“Caminho o meu caminho e nos lugares que passei
As pedras no caminho são o pranto que chorei
Escondo em minhas mãos, carinhos que eram seus
E guardo sua voz no poema do adeus” (Miltinho).
Do ano de 1945, quando fui morar na localidade de Vila Scharlau, nada lembro, pois estava no aconchego do ventre materno. Algum tempo depois, vim ao mundo, no Hospital Centenário de São Leopoldo. No início, meu pai me disse que tinha sido pescado; inclusive mostrou-me o poço de onde saí – por isso sou pisciano, no seu dizer.
Em 1949, depois do falecimento do meu tio Arnoldo Kauer, fizemos o caminho de volta.
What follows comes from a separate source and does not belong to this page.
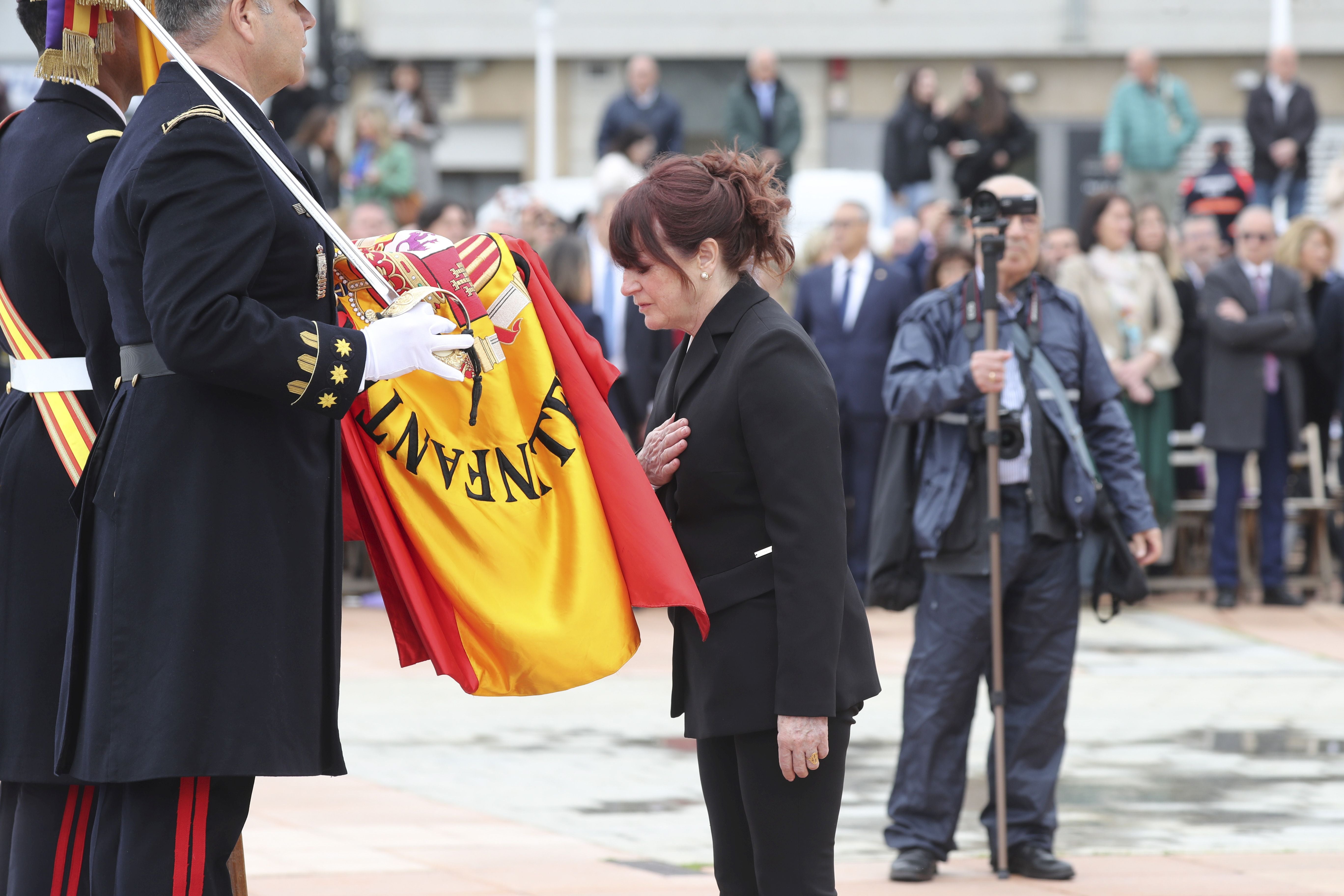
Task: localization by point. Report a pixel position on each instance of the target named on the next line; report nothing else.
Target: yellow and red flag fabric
(509, 551)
Viemos de ônibus – os poucos móveis e utensílios dos meus pais seguiram no caminhão de um amigo. Morávamos com os avós paternos e, em Montenegro, viemos a morar com os do lado materno, na Rua Dr. Flores.
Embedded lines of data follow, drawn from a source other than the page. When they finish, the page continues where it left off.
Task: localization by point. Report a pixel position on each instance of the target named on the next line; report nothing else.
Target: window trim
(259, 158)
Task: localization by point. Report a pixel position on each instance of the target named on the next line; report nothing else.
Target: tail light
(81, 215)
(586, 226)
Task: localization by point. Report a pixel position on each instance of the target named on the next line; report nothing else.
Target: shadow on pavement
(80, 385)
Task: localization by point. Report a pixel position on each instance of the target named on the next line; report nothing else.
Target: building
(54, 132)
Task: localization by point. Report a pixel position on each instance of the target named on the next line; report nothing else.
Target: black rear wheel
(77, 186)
Desde a mais tenra idade, vinha em visita aos avós Fridalina e Oscar Arvedo Kauer; naquela época, cruzava-se o rio na barca do Passo do Manduca. Todavia, desta vez, a travessia pela barca foi diferente: uma simbiose entre a tristeza de partir e a alegre incógnita do chegar, a um novo ambiente da vida continuar.
As três barcas que nos serviam: S.S. do Caí, Pareci Novo e Manduca, hoje pertencem à história e lembrança, dos contemporâneos que tiveram oportunidade delas se valeram, a vencer as águas do Rio Caí. Somos os que guardam as lembranças e o ADEUS.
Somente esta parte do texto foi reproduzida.